L’imputato era stato tratto a giudizio per il reato di attività di gestione non autorizzata di rifiuti da demolizione e costruzione (art. 256, co. 1, d. lgs. n. 152/2006). Di fatto aveva reimpiegato tali materiali nel cantiere, ma riteneva che quanto posto in essere fosse legale, in quanto i predetti materiali dovevano essere qualificati come «sottoprodotti» ai sensi dell’art. 184 bis del d.lgs. n. 152/2006. Come è noto, per “sottoprodotto” si intende un residuo di un processo di produzione, di cui è certo il riutilizzo nello stesso o in altro processo di produzione o utilizzazione, “senza alcun ulteriore trattamento diverso dalla normale pratica industriale” (oltre al rispetto di altri requisiti di qualità ambientale).

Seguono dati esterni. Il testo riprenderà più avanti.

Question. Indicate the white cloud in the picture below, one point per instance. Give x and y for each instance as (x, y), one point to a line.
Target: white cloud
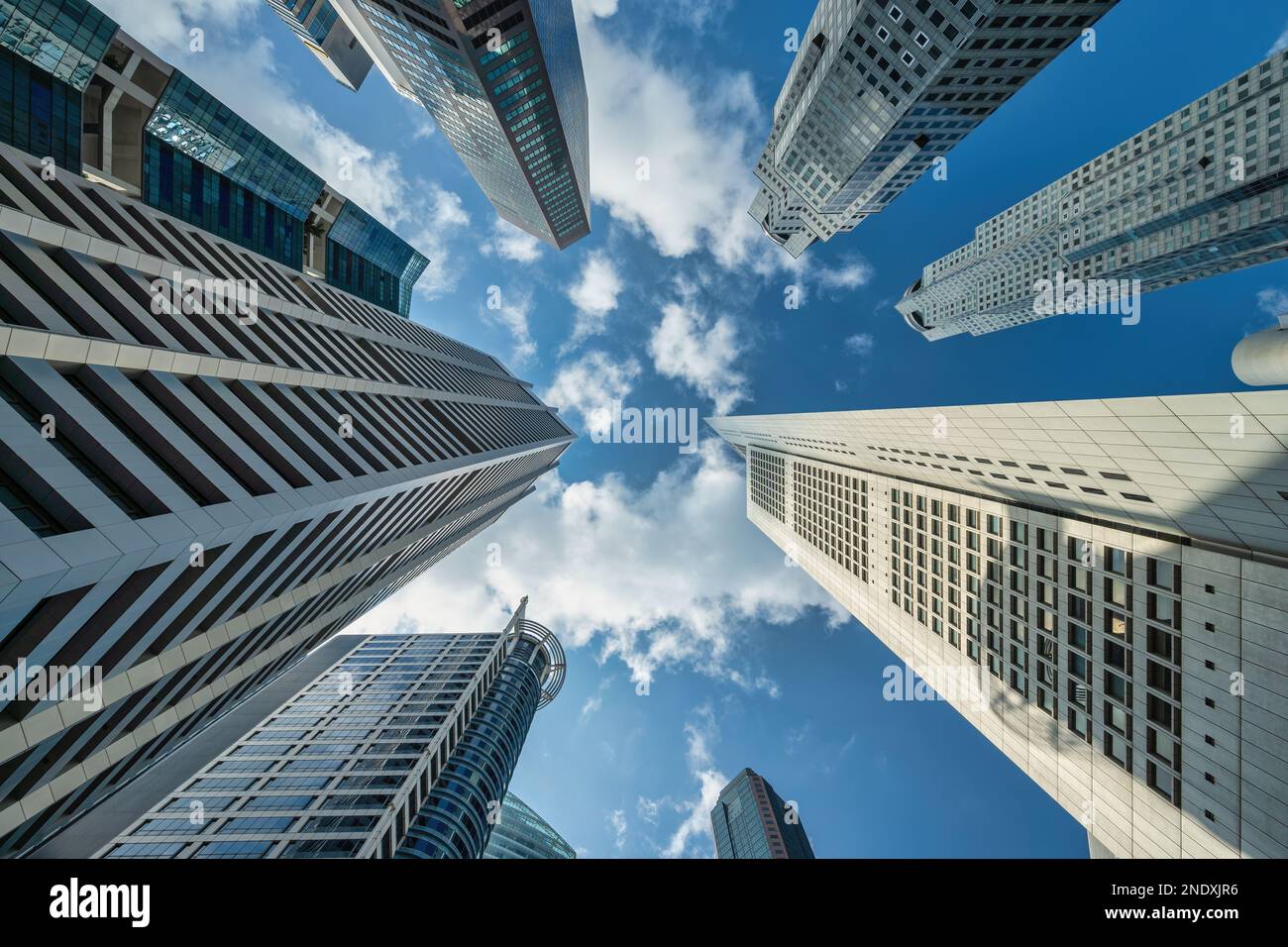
(595, 701)
(861, 344)
(1273, 302)
(698, 351)
(240, 68)
(848, 275)
(593, 295)
(1280, 44)
(511, 244)
(668, 577)
(167, 22)
(589, 9)
(697, 137)
(513, 316)
(589, 385)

Ciò che è “sottoprodotto” non è mai diventato un “rifiuto”, dunque, non rientra nella parte IV del d. lgs. n. 152/2006 e, pertanto, nelle sanzioni penali di cui all’art. 256 cit.
In ogni caso, il procedimento penale in questione si è concluso con la condanna dell’imputato e la conferma della sentenza da parte della Corte di Cassazione. I materiali da demolizione, infatti, non possono in alcun caso essere ricondotti alla categoria dei sottoprodotti, perché essi non scaturiscono da un processo di produzione, bensì dalla demolizione dell’edificio, ovvero da un’attività antitetica alla produzione (Cass. pen., Sez. III, sentenza n. 25316 del 07.06.2019).